Sync failure and recovery
Sync failure
If the sync connection fails between the active and standby systems, the standby attempts to sync with the active instance for 90 seconds. The connection between the active instance and standby instance is considered lost after three missed heartbeats (approximately 90 seconds).
Recovery
- attempt to recover from a temporary sync failure
For instructions, see Recovering from sync failure.
- initiate the switchover of roles between the two clusters, if the system
with the active role is still reachable
For instructions, see Initiating failover: switching between the active and standby clusters.
- initiate standalone operation on the standby
For instructions, see Making the standby system active - standalone operation.
Recovering from sync failure
If the sync failure is because of a temporary glitch, and both active and standby clusters are still available, use the following procedure to recover the sync connection and initiate a force start on the active cluster.

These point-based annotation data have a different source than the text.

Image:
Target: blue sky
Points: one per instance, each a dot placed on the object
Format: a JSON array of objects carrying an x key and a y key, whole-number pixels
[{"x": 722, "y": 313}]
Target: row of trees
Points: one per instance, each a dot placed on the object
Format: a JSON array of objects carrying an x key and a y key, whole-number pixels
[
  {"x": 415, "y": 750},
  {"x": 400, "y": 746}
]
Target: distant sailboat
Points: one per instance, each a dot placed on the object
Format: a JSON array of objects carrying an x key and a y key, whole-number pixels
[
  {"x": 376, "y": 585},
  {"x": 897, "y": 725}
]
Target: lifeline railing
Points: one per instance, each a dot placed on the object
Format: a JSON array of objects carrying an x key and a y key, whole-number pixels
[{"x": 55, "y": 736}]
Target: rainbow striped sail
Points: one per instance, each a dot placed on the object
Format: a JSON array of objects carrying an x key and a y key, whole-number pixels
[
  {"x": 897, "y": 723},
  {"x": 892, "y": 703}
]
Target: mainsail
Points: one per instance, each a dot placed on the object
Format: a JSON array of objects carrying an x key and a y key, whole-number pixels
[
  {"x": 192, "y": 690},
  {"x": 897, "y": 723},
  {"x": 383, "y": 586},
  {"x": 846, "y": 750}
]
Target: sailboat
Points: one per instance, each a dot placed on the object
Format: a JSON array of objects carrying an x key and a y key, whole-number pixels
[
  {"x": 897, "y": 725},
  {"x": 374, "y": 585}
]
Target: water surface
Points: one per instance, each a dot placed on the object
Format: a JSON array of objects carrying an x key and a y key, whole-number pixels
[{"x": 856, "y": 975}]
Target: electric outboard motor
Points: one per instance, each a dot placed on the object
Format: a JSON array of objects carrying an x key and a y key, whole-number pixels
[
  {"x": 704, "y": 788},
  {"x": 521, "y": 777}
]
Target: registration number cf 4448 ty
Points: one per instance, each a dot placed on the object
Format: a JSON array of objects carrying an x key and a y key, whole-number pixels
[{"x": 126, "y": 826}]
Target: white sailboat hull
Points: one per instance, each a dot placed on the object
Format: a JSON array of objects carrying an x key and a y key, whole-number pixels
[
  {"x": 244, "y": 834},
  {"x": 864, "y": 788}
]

- From the main menu of the active system, select Geo-Redundancy.
-
On the upper-right, click Start Syncing.
WARNING:
Before proceeding to the next step, ensure that there are no pending workload jobs, deployments, or any operations that could potentially modify the database in the background.
- Click Reconcile.
Initiating failover: switching between the active and standby clusters
- Do not make configuration changes until the system is stable and geo-redundancy has been restored. If you must make a configuration change, use only the active site, not the standby.
-
If both clusters are still active, ensure that both clusters are in maintenance mode. Do not restart SR Linux nodes.
- Maintenance: if you need to perform maintenance activities on the active
system Note: You need to disable the sync connection first, as shown in step 1 of this procedure.
- Disaster recovery: if cluster 1 becomes unreachable and you want to make cluster 2 the active cluster
-
If you are performing maintenance on the active cluster, stop the sync
connection from the active cluster. Skip this step if you are switching over for
disaster recovery reasons.
On the Geo-Redundancy page of the active system, click Stop Sync.The standby site automatically enters the Sync Aborted state when the active cluster has stopped syncing. Wait until the status of the standby system is Sync Aborted, then continue to step 2.
-
From the Geo-Redundancy page on the standby system, run
an audit.
From the standby Audit drop-down menu, click AuditStart.The status of the audit is shown on the Geo-Redundancy page.Note: The auth pod can go into a crash loop for a few restarts.When the audit completes, continue with the next step.
- From the upper-right drop-down list, select ForceStandalone.
- Optional:
If you are performing this procedure for maintenance, click
CONFIGURE; otherwise, skip this step.
- In the Local Site section, enable the Active field.
- In the Remote Site section, disable the Active field.
- Optional: If you are performing this procedure for maintenance, click SAVE; otherwise, skip this step.
-
Upload software images to the standby system.
-
Align the deployer configuration between the active and standby systems.